The Purpose of Rights
Another way in which rights are often limited is to “interpret” them in light of the purpose they are supposed to achieve. For example, those who oppose the private ownership of arms sometimes assert that the purpose of the Second Amendment is related to the maintenance of militias. Since militias no longer exist and are a discredited and ineffectual means of securing the common defense in the modern world, the Second Amendment has been rendered obsolete and may therefore be ignored. Is this a legitimate way of imposing a limitation on the scope of a right, of rendering it less than absolute?
While the “interpretation” cited above is a misreading of both the words and history of the Second Amendment, the effect of interpreting a right by reference to its purpose is nonetheless revealed: it, too, leads to the destruction of the right!
An example involving a right that the Supreme Court actually pretends to recognize from time to time will perhaps be more convincing. The Supreme Court has discovered that the purpose of the Fourth Amendment is to protect people’s “reasonable expectations of privacy,” and so this has become the Court’s standard for determining how far law enforcement can go in conducting searches and seizures. Because people’s expectations of privacy vary in different circumstances, the Court has concluded that our Fourth Amendment rights similarly vary.
So, the law of the land now proclaims that your rights against search and seizure are stronger in your home than in your car. They are better if you own than if you rent and if you build a solid privacy fence around your yard than if you put up a chain-link fence. You have virtually no rights if surveyed from above; since anyone can see what you’re doing from up there, you cannot possibly have a reasonable expectation of privacy. Your rights are stronger if you are a passenger in a car than if you are the driver. Personal papers are more protected than business records; you essentially have no rights in records of your phone calls or banking transactions. A different Fourth Amendment rule for every occasion!
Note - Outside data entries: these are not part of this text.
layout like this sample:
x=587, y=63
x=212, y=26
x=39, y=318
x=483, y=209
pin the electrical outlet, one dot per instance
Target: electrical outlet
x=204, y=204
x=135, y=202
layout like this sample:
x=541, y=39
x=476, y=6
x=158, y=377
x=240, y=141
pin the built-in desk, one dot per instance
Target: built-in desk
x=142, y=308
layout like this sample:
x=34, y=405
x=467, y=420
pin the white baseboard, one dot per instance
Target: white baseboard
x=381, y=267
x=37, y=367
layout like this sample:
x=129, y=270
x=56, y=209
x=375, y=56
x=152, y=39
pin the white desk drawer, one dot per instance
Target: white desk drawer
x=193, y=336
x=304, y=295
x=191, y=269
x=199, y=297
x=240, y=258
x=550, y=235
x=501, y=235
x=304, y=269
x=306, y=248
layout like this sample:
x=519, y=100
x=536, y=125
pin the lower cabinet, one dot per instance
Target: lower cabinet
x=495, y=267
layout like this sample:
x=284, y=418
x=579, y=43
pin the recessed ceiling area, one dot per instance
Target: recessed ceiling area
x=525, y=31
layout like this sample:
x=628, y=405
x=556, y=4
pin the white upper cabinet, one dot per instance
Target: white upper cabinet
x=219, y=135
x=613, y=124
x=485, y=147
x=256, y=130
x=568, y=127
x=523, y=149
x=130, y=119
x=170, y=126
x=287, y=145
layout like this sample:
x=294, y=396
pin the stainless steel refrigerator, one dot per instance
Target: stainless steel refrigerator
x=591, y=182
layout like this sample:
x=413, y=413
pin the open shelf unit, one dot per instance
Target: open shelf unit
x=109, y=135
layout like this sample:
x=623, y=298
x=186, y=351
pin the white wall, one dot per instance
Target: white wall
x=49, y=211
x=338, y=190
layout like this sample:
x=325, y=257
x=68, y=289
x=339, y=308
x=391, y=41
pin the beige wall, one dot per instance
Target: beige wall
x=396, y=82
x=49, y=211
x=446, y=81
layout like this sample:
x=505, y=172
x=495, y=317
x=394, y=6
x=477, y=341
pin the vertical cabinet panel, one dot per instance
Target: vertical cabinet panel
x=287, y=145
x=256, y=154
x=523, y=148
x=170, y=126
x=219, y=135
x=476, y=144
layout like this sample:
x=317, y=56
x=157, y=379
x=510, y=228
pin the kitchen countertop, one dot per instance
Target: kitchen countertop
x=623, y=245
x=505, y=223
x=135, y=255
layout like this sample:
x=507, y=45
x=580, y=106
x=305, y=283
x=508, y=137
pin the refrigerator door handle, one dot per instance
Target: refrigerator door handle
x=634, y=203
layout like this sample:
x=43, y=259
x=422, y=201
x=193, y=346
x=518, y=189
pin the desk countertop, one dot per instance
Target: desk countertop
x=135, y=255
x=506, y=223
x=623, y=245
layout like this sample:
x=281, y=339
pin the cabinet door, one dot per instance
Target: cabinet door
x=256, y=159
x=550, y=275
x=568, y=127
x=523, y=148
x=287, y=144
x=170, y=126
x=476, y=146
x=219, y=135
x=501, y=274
The remarkable upshot of the Court’s interpretation of the Fourth Amendment in light of its purpose is: never before has our government had so much power to search and seize your person, personal information, and property without probable cause and without a warrant. And yet never before has the purpose of the Fourth Amendment been so perfectly and fully achieved!
It is important to realize that the destruction of a right by “interpreting” it in accordance with its purpose does not occur merely because the interpreter picks the “wrong” purpose. It is a necessary consequence of the very process. To “interpret” a right in light of its purpose is to render the right a means to an end. This act immediately devalues and dethrones the right. In a relationship between means and end, the end, or goal, is always superior to the means. The means is only a way to achieve the goal. Primacy is accorded to the goal; if the means do not quite work, the means must be altered, if not abandoned, to achieve the goal.
By creating a relationship of means and end between a right and its purpose, we create a feedback loop in which the means is constantly re-evaluated and adjusted in light of the degree to which it is achieving the purpose. This process also has no logical stopping point and can also lead to the complete re-definition of the original chosen means (that is, the complete evisceration of the right). The Court’s Fourth Amendment jurisprudence provides ample evidence and proof of this.
With the foregoing, then, I hope to have provided some basis for advancing the following claim: A right, to be a right, must be absolute, that is, subject to no exceptions, and held or respected as an end in itself, not as a means to some other end. Otherwise, it does not stand outside and above the law, but becomes subject to it, a mere creature of legislative action, majority rule, and the peripatetic opinions of judges. If the right is not absolute, you absolutely have no right.
- 1. It is possible to argue that felons can be excluded because they are not one of “the people” referred to in the Second Amendment. This harkens back to the old sense of a felon as an “outcast” of society, which in turn relates to the historical fact that, in ancient times, persons who committed particularly egregious crimes were actually cast out of the city or community that protected them. Thus it would be consistent to argue that a person whose crime was so egregious as to warrant death or status as an outcast lost his right to arms with which to defend himself (that is, society has either decided he should die or does not care if he lives). This is a far cry from what a “felon” is now, however. Today a felony is simply any crime punishable by more than one year in prison, and includes such crimes as possessing a few too many ounces of marijuana.
- 2. What follows is drawn from Clayton E. Cramer, For the Defense of Themselves and the State: The Original Intent and Judicial Interpretation of the Right to Keep and Bear Arms (New York: Praeger, 1994), pp. 240-41.